En vertu de l’article L3211-12 du Code de la santé publique, le juge judiciaire est compétent pour ordonner la mainlevée de la mesure d’hospitalisation complète mais la loi est silencieuse sur la possibilité de levée de la mesure de placement en UMD. En dépit d’avancées significatives adoptées récemment, sous la contrainte de la jurisprudence de la Cour européenne des droits de l’Homme, en matière d’isolement et de contention, le législateur n’a pas prévu de contrôle plein et entier du juge sur les mesures de placement en UMD. Pourtant un tel contrôle, que la loi n’exclut pas, paraît seul à même de faire respecter les droits fondamentaux des personnes hospitalisées. Les conventions internationales exigent un tel contrôle pour empêcher les traitements inhumains et dégradants.

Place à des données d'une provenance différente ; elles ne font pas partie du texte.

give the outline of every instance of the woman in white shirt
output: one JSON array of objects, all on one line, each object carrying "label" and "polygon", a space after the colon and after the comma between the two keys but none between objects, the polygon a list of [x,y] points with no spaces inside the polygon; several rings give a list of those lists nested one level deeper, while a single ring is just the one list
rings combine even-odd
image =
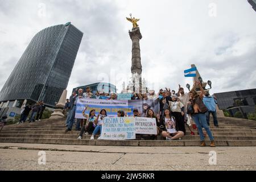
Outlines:
[{"label": "woman in white shirt", "polygon": [[[92,136],[90,136],[91,140],[94,139],[94,136],[100,131],[100,135],[101,134],[101,128],[103,123],[103,120],[105,117],[106,117],[107,113],[106,110],[102,109],[100,112],[100,114],[97,116],[97,118],[95,120],[95,124],[97,125],[95,127],[94,131],[93,131]],[[100,136],[98,139],[101,139],[101,136]]]}]

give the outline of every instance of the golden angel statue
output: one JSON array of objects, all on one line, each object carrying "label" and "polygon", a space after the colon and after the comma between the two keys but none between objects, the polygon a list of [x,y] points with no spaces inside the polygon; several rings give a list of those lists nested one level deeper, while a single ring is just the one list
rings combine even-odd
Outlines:
[{"label": "golden angel statue", "polygon": [[131,22],[131,23],[133,23],[133,28],[138,27],[139,26],[139,25],[137,24],[137,22],[139,21],[140,19],[136,19],[134,17],[133,17],[133,18],[131,18],[131,14],[130,14],[130,16],[131,16],[131,18],[126,17],[126,19],[128,21]]}]

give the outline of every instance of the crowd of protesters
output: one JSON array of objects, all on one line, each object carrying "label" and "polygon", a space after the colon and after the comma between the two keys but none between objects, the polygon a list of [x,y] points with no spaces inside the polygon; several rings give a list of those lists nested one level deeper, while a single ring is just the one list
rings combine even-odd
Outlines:
[{"label": "crowd of protesters", "polygon": [[[200,146],[205,146],[205,134],[203,131],[204,128],[210,140],[210,146],[214,147],[215,143],[212,132],[209,129],[209,115],[212,114],[214,125],[218,127],[216,117],[216,104],[217,99],[209,96],[205,92],[199,81],[195,82],[191,91],[185,93],[184,89],[179,85],[178,92],[171,90],[166,88],[160,89],[158,94],[154,90],[150,90],[148,93],[133,94],[131,100],[157,100],[159,102],[160,112],[154,113],[152,109],[143,106],[143,111],[141,113],[138,109],[134,109],[134,117],[154,118],[157,125],[157,135],[162,135],[166,140],[181,139],[186,134],[185,125],[191,131],[191,135],[195,135],[195,130],[197,130],[200,135]],[[195,88],[200,89],[200,94],[196,92]],[[78,92],[77,92],[78,91]],[[115,93],[104,93],[97,92],[95,94],[92,93],[90,88],[86,88],[85,92],[82,89],[74,91],[69,100],[67,100],[65,106],[65,113],[67,117],[65,126],[66,131],[71,131],[75,121],[76,104],[79,98],[96,98],[117,100],[117,95]],[[81,139],[82,135],[92,134],[90,139],[94,139],[97,134],[100,135],[101,126],[104,118],[108,117],[105,109],[101,110],[96,115],[94,110],[90,111],[89,114],[83,114],[86,119],[77,119],[76,130],[80,131],[78,139]],[[118,117],[126,116],[126,113],[119,110],[117,112]],[[193,126],[193,127],[192,127]],[[156,136],[151,136],[152,139]],[[98,139],[101,139],[98,137]]]},{"label": "crowd of protesters", "polygon": [[21,107],[20,118],[18,123],[23,123],[27,121],[27,117],[31,111],[31,114],[28,119],[30,123],[41,121],[46,106],[43,101],[37,102],[32,106],[31,106],[30,104],[28,104],[27,105],[23,104]]}]

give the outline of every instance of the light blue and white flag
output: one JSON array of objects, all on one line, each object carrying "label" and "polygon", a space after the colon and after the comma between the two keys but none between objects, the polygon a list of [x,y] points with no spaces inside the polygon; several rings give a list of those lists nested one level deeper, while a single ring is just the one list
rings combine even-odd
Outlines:
[{"label": "light blue and white flag", "polygon": [[184,75],[185,77],[196,77],[196,67],[192,68],[184,71]]}]

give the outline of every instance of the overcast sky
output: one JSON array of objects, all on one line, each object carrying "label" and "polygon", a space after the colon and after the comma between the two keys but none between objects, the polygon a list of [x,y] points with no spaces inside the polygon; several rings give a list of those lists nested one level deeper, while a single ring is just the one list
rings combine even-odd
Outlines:
[{"label": "overcast sky", "polygon": [[[211,93],[256,88],[256,12],[245,0],[0,0],[0,89],[33,36],[68,22],[84,37],[68,86],[131,77],[127,21],[140,18],[142,77],[155,90],[192,84],[195,64]],[[104,78],[102,79],[102,78]],[[18,88],[17,88],[18,89]]]}]

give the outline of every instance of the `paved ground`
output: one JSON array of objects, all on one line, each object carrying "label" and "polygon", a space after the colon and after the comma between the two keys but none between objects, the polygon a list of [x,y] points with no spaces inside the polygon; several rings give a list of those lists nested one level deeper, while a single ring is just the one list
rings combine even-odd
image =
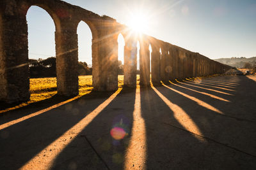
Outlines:
[{"label": "paved ground", "polygon": [[0,169],[256,169],[256,76],[61,101],[1,115]]}]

Pour être pleinement respectueuse des droits et libertés, la décision de placement en UMD doit s’effectuer sur avis du corps médical et sous le contrôle du juge. Une position contraire ne laisserait ainsi d’autre choix aux juges que de lever totalement les mesures d’hospitalisation d’office. La décision de la JDL du tribunal judiciaire de Bordeaux, prise en dépit des pressions potentielles de l’opinion publique, relève ainsi d’un équilibre qui permet d’assurer le respect des droits des personnes hospitalisées.

La Ligue des droits de l’Homme (LDH) salue le sens de cette décision ouvrant la voie au contrôle nécessaire par le juge judiciaire des mesures de placement en UMD. Une décision qui doit bénéficier à toutes les personnes hospitalisées d’office et devenir la norme.